The BLOCKSIZE should fit in the cache, not as big as possible. BLOCKSIZE should be sqrt(M/3), given M is the cache size and we need to load 3 blocks from A, B and C into the cache.
How much more beneficial is this approach over the previous slide's approach? I know that using parallelism helps distribute workload in these chunks, but due to the 3 new layers of nested for loops wouldn't each thread slow down as well? One one hand, seems intuitive to use parallelism and speed up, but on the other hand, we add 3 more nested layers to computer per chunk.
@leo this method improves cache locality while the method in previous slide does not (imagine we have super large matrix that our cache cannot even fit a single row/col)

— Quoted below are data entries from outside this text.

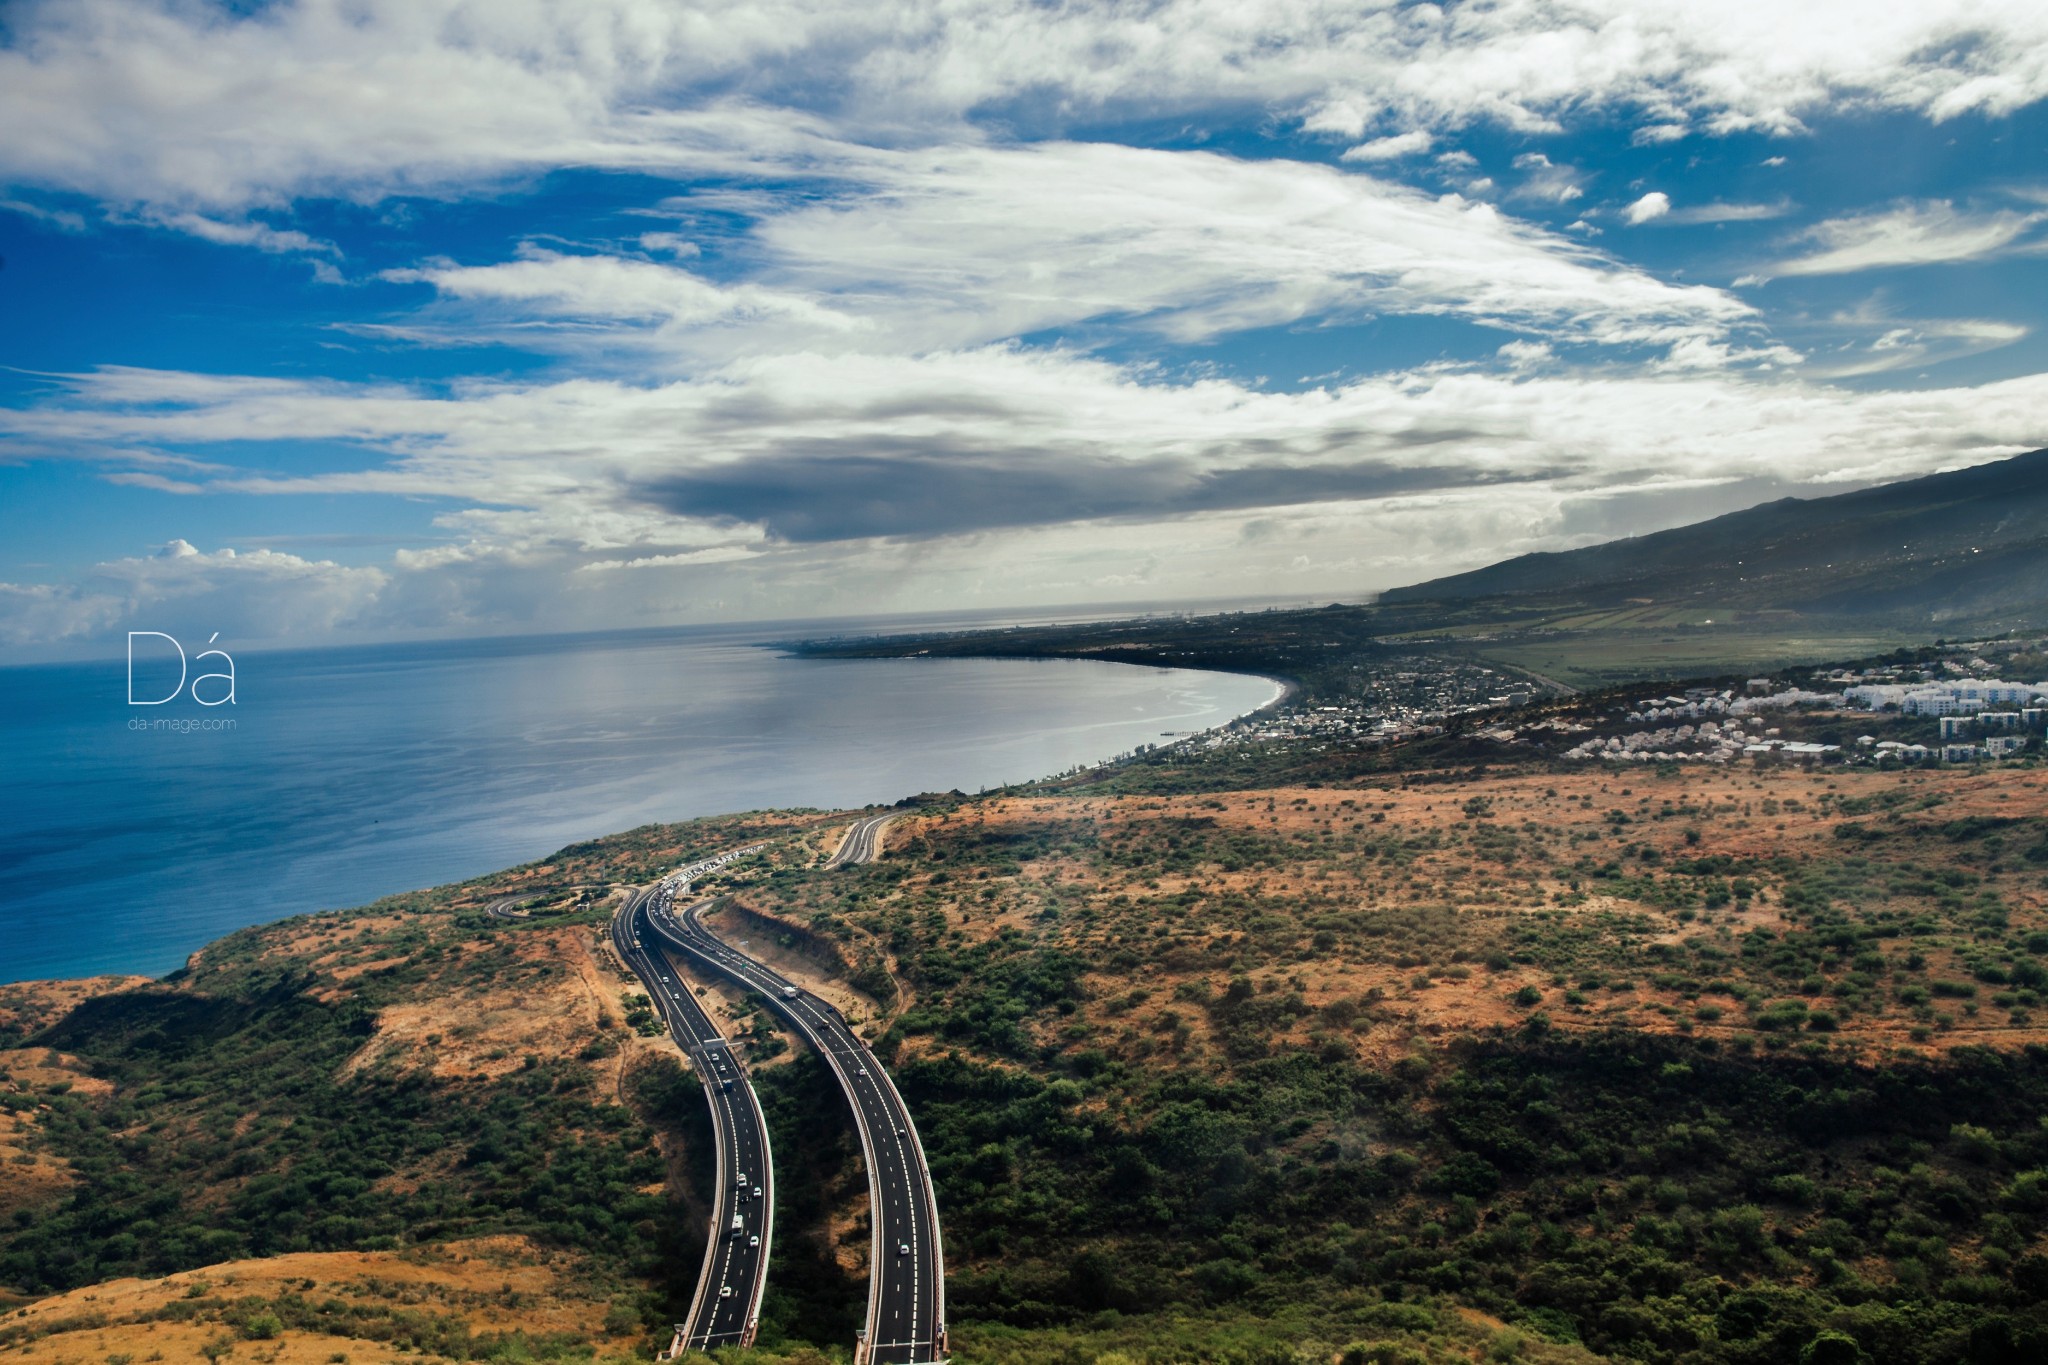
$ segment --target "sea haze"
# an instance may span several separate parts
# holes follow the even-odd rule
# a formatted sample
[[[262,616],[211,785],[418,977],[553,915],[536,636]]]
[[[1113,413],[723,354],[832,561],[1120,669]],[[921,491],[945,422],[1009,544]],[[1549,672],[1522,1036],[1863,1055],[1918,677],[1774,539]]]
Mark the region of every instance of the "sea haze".
[[[162,973],[244,925],[650,821],[1044,776],[1277,693],[1120,664],[761,647],[787,631],[247,654],[236,704],[214,708],[130,706],[122,661],[0,669],[0,980]],[[129,724],[227,715],[227,732]]]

@yt1118...we only 1 block from B I think. A's is a row sliver which is already contiguous memory and the output write to C is also a row sliver. Basically we do a dot product of A's 1xtilesize sliver with a tilesize x tilesize block of B to store a 1xtilesize into C. So, the entire cache (almost) can be just for a block of B's data. This observation also got validated when I did the optional PA5. I chose a TILE_SIZE that filled up the entire 128KiB L1 data cache size.
since the results eventually need to be reduced, cache locality and the advantages of chunking the input and output only apply to the initial computation step, right?
For the different conv layers, is there a way to handle it such that different predicted conv layers that require more "Computation" get more heavily weighted computation? Because as I currently see it, everything is handled in parallel.
So in this method, would all the data in the "box" be on the same cache line?
Are we just assuming the cache blocks it up like this rather than storing data that lives on the same row? If the cache worked that way, we wouldn't want it block up like this right?
@12345 if the cache doesn't fit a single row or col, why would it be useful to grab data from the next row(s)?
Please log in to leave a comment.
For computing the subblock in C, amount of computation is O(Blocksize ^ 3). The innermost three for loops explains O(B^3). The number of memory operations = (B^2 + B^2 reads from A and B) + (B^2 writes into C) So overall arithmetic intensity is O(B^3)/O(B^2). Bigger the value of B is, more the arithmetic intensity.